In Re the Arbitration Between the Board of Education & Middle Island Teachers Ass'n

Court: New York Court of Appeals
Date filed: 1980-05-29
Citations: 50 N.Y.2d 426, 407 N.E.2d 411, 429 N.Y.S.2d 564, 1980 N.Y. LEXIS 2386
Copy Citations
2 Citing Cases
Combined Opinion

OPINION OF THE COURT

Per Curiam.

At issue is whether a probationary teacher, denied tenure for alleged professional incompetence in the performance of his nonclassroom duties, has a right to arbitrate alleged breaches of contract evaluation procedures specifically referable to classroom performance. The Appellate Division has stayed the arbitration noting that "the demand for arbitration avoids dealing with the fact that irrespective of respondent [teacher’s] classroom performance — he may have been an outstanding teacher — the school board denied tenure for unrelated, nonarbitrable reasons.”

There is no question, and both courts below agree, that the demand states a basis for arbitration. Although the decision whether or not to grant tenure is not within the permissible area of negotiation in the public employee sector, the performance of a probationary teacher preliminary to a tenure determination is (Matter of Candor Cent. School Dist. [Candor Teachers Assn.], 42 NY2d 266; Matter of Cohoes City School Dist. v Cohoes Teachers Assn., 40 NY2d 774).

In addition, the two-tier analysis established in Matter of *429 Acting Supt. of Schools of Liverpool Cent. School Dist. (United Liverpool Faculty Assn.) (42 NY2d 509) would indicate that the reference to arbitration is authorized under the Taylor Law (Civil Service Law, art 14) and that the subject matter of the dispute is encompassed by the broad arbitration clause contained in the agreement.
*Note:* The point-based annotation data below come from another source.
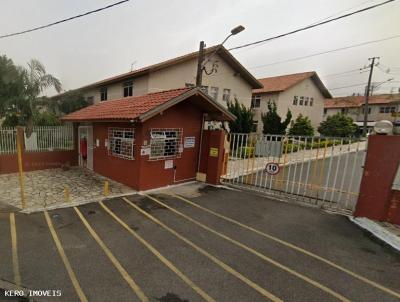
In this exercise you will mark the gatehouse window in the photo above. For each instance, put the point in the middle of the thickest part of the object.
(165, 143)
(121, 142)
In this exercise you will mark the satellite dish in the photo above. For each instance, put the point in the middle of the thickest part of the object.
(383, 127)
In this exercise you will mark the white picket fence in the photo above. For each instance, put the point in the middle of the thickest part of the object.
(43, 138)
(8, 140)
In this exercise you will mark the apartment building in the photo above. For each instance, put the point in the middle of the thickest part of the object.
(301, 93)
(224, 80)
(380, 107)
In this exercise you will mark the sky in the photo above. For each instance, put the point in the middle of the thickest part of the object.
(144, 32)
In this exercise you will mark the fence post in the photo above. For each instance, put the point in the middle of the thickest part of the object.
(20, 146)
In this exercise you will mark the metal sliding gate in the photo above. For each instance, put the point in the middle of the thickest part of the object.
(323, 171)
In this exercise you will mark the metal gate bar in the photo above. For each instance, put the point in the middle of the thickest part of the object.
(321, 170)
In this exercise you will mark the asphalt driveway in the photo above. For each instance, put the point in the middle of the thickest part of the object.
(204, 243)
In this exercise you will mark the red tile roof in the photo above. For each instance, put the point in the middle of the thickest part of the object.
(281, 83)
(357, 101)
(128, 108)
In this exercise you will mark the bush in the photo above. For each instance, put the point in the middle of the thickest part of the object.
(338, 125)
(246, 152)
(301, 126)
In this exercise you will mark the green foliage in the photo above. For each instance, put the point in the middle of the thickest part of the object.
(338, 125)
(12, 89)
(46, 119)
(301, 126)
(247, 152)
(291, 146)
(244, 118)
(272, 122)
(20, 89)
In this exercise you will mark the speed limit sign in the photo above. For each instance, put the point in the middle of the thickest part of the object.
(272, 168)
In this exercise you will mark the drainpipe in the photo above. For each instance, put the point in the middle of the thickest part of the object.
(201, 141)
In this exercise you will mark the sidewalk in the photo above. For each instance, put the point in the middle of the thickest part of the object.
(384, 231)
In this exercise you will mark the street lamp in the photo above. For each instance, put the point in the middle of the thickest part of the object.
(201, 63)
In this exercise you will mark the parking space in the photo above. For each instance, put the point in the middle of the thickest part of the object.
(195, 243)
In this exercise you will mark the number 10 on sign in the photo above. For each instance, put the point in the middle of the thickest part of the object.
(272, 168)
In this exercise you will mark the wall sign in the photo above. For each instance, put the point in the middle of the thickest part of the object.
(272, 168)
(168, 164)
(213, 152)
(145, 150)
(189, 142)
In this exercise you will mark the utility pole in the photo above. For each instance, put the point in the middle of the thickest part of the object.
(371, 69)
(199, 76)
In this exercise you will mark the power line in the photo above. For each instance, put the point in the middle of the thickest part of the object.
(361, 84)
(325, 52)
(64, 20)
(312, 25)
(341, 73)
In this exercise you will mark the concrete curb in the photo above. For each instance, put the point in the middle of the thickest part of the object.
(377, 231)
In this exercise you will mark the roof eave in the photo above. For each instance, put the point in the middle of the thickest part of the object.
(149, 114)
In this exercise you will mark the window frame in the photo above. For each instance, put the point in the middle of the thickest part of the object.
(103, 94)
(226, 95)
(214, 94)
(126, 137)
(255, 100)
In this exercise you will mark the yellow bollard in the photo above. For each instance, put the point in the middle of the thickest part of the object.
(66, 194)
(20, 146)
(106, 188)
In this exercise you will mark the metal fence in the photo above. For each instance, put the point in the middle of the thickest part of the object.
(323, 171)
(42, 138)
(8, 140)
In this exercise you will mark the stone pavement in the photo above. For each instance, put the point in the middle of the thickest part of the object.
(54, 188)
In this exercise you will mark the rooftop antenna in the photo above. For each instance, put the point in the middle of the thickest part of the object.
(133, 65)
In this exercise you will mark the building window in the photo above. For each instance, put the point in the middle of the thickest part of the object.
(214, 92)
(165, 143)
(369, 110)
(255, 126)
(128, 88)
(387, 109)
(103, 93)
(227, 95)
(121, 142)
(205, 89)
(255, 101)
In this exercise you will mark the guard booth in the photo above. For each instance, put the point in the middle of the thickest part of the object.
(154, 140)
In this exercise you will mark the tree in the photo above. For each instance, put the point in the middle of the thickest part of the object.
(36, 81)
(12, 87)
(272, 122)
(338, 125)
(244, 118)
(301, 126)
(20, 89)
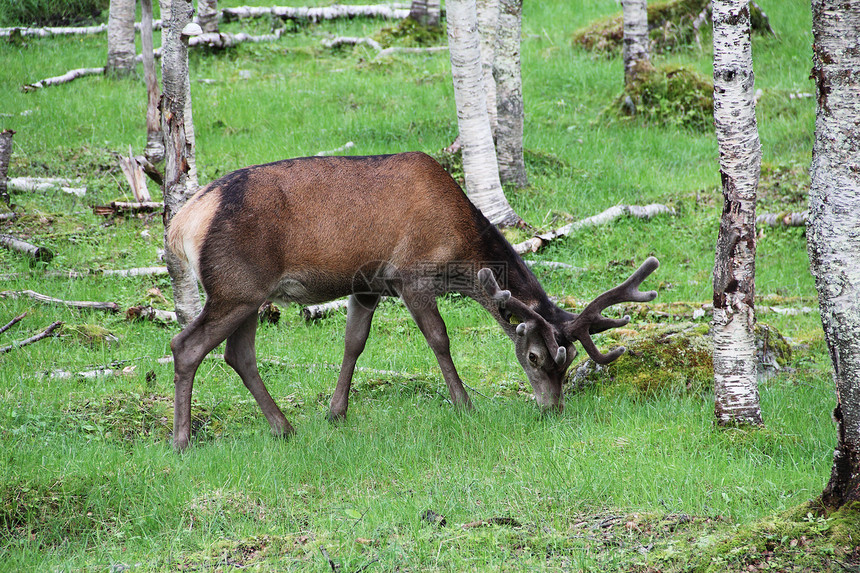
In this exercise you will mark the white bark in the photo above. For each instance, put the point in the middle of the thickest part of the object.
(178, 146)
(833, 238)
(479, 154)
(636, 51)
(488, 27)
(120, 59)
(154, 151)
(207, 15)
(509, 95)
(735, 388)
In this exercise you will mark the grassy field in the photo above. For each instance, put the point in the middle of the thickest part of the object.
(623, 480)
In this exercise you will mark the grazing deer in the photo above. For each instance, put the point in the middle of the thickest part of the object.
(314, 229)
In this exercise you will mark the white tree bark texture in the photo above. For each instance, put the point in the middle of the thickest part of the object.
(154, 151)
(735, 388)
(177, 146)
(316, 14)
(5, 157)
(121, 53)
(636, 51)
(479, 153)
(833, 231)
(208, 15)
(488, 27)
(509, 95)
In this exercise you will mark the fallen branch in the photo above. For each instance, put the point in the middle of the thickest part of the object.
(40, 184)
(127, 208)
(643, 212)
(315, 14)
(783, 219)
(150, 314)
(44, 334)
(12, 323)
(79, 304)
(135, 176)
(5, 156)
(42, 254)
(318, 311)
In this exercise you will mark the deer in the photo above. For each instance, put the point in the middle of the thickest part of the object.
(314, 229)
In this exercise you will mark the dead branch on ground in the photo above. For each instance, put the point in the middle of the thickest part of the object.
(643, 212)
(44, 334)
(78, 304)
(35, 252)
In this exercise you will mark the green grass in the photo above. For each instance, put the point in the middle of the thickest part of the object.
(88, 481)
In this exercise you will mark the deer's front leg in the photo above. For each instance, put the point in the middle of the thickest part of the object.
(422, 306)
(359, 315)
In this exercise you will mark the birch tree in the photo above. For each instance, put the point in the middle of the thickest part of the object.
(834, 219)
(176, 15)
(479, 154)
(121, 54)
(735, 385)
(154, 151)
(636, 52)
(509, 95)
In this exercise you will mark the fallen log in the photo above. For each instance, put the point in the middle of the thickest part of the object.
(41, 184)
(42, 254)
(783, 219)
(644, 212)
(44, 334)
(127, 208)
(316, 14)
(78, 304)
(5, 156)
(12, 323)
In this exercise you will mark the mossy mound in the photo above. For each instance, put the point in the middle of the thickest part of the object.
(674, 358)
(410, 33)
(669, 95)
(670, 28)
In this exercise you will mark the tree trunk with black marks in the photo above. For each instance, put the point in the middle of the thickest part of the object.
(178, 147)
(636, 52)
(479, 154)
(735, 384)
(121, 54)
(509, 96)
(154, 151)
(833, 241)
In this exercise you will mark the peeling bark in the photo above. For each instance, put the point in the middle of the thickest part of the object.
(636, 52)
(178, 146)
(120, 58)
(833, 240)
(509, 96)
(735, 386)
(479, 154)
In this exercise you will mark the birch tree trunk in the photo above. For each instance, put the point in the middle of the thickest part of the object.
(636, 51)
(176, 15)
(833, 240)
(735, 386)
(207, 15)
(509, 95)
(479, 154)
(120, 60)
(488, 28)
(154, 151)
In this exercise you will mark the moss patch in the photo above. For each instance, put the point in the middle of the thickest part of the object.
(668, 95)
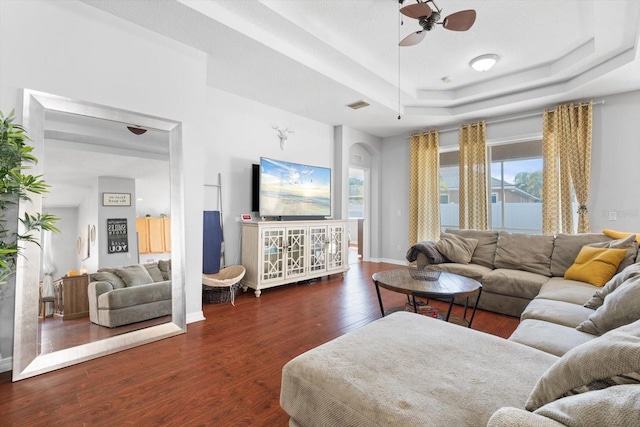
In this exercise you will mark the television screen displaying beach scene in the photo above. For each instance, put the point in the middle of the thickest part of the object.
(294, 190)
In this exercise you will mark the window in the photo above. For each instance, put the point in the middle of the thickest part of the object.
(516, 187)
(449, 190)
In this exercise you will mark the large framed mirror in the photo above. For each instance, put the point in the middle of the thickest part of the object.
(40, 110)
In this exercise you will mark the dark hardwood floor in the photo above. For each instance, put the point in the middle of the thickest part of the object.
(224, 371)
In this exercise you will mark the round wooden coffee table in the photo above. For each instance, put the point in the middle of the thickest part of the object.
(448, 286)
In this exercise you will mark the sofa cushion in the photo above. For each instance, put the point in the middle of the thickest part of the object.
(456, 248)
(620, 307)
(361, 378)
(595, 265)
(473, 271)
(599, 295)
(567, 246)
(620, 234)
(613, 354)
(613, 406)
(154, 271)
(559, 312)
(629, 244)
(517, 283)
(514, 417)
(134, 275)
(165, 268)
(107, 276)
(572, 291)
(527, 252)
(135, 295)
(485, 252)
(549, 337)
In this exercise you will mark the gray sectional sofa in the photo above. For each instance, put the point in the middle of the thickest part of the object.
(513, 267)
(125, 295)
(574, 360)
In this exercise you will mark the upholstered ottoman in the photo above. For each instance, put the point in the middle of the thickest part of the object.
(409, 370)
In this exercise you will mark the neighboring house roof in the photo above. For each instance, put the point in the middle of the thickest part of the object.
(451, 178)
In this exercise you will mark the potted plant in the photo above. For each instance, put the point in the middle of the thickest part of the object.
(15, 185)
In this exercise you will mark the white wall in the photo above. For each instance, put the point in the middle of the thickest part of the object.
(74, 50)
(64, 243)
(614, 169)
(346, 138)
(240, 132)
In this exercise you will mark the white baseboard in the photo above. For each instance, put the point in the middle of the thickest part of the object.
(394, 261)
(6, 364)
(198, 316)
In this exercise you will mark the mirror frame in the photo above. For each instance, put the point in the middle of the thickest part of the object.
(27, 360)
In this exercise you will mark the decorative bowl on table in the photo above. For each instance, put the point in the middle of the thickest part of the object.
(431, 275)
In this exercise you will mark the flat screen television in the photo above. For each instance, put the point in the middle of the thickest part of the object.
(292, 190)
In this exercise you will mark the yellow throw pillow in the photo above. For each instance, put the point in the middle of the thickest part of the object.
(620, 234)
(595, 265)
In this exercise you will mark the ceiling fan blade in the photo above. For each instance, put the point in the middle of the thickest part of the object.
(460, 21)
(413, 38)
(416, 11)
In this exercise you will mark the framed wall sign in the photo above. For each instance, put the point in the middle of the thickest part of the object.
(116, 199)
(117, 235)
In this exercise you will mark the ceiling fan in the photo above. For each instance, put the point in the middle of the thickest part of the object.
(428, 17)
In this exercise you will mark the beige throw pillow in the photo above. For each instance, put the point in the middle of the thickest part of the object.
(629, 243)
(620, 307)
(613, 406)
(108, 276)
(598, 297)
(613, 354)
(526, 252)
(456, 248)
(485, 252)
(134, 275)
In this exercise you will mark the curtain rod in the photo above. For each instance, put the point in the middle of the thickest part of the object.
(507, 119)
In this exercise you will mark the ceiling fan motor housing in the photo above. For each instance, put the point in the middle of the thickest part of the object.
(427, 23)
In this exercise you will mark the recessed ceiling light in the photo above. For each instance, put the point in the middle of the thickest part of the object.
(136, 130)
(484, 62)
(358, 104)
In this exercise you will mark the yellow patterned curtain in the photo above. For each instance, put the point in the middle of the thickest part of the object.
(566, 155)
(424, 187)
(473, 177)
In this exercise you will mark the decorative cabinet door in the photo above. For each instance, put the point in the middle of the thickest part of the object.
(335, 255)
(273, 245)
(154, 235)
(318, 248)
(296, 248)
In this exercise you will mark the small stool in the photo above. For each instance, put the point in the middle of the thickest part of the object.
(43, 302)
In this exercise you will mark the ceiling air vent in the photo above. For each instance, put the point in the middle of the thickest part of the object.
(358, 104)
Nevertheless the school board urges that the arbitration be stayed because the results of that proceeding would be violative of public policy. It fears, as does the Appellate Division, that the remedy fashioned by an arbitrator for a violation of the evaluation procedures would prevent the school board from exercising its authority to deny tenure. This is not a valid reason to stay the arbitration.

Even though the board has the right to deny tenure to a probationary teacher without an explanation, the bargained for right to procedural steps preliminary to the tenure determination cannot be considered a nullity (Matter of Cohoes City School Dist. v Cohoes Teachers Assn., supra, p 778; see, also, Matter of South Colonie Cent. School Dist. v Longo, 43 NY2d 136; Board of Educ. v Bellmore-Merrick United Secondary Teachers, 39 NY2d 167). The courts should not, by staying arbitration, “foreclose any remedy for alleged violations of procedural guarantees as well as substantive rights said to be afforded under the contract” (Matter of Port Washington Union Free School Dist. v Port Washington Teachers Assn., 45 NY2d 411, 415).

The school board is bound by the agreement it negotiated and signed — an agreement which requires certain teacher evaluation procedures. Its failure to perform as required is appropriately claimed as a grievance under the terms of the contract and may be submitted to arbitration. The procedural aspect of the contract is discrete from the denial of tenure and should be so treated.

The judgment of the Appellate Division should be reversed, with costs, and the order of Special Term reinstated.

Chief Judge Cooke and Judges Jasen, Gabrielli, Jones, Wachtler, Fuchsberg and Meyer concur in Per Curiam opinion.

Order reversed, with costs, and the judgment of Supreme Court, Suffolk County, reinstated.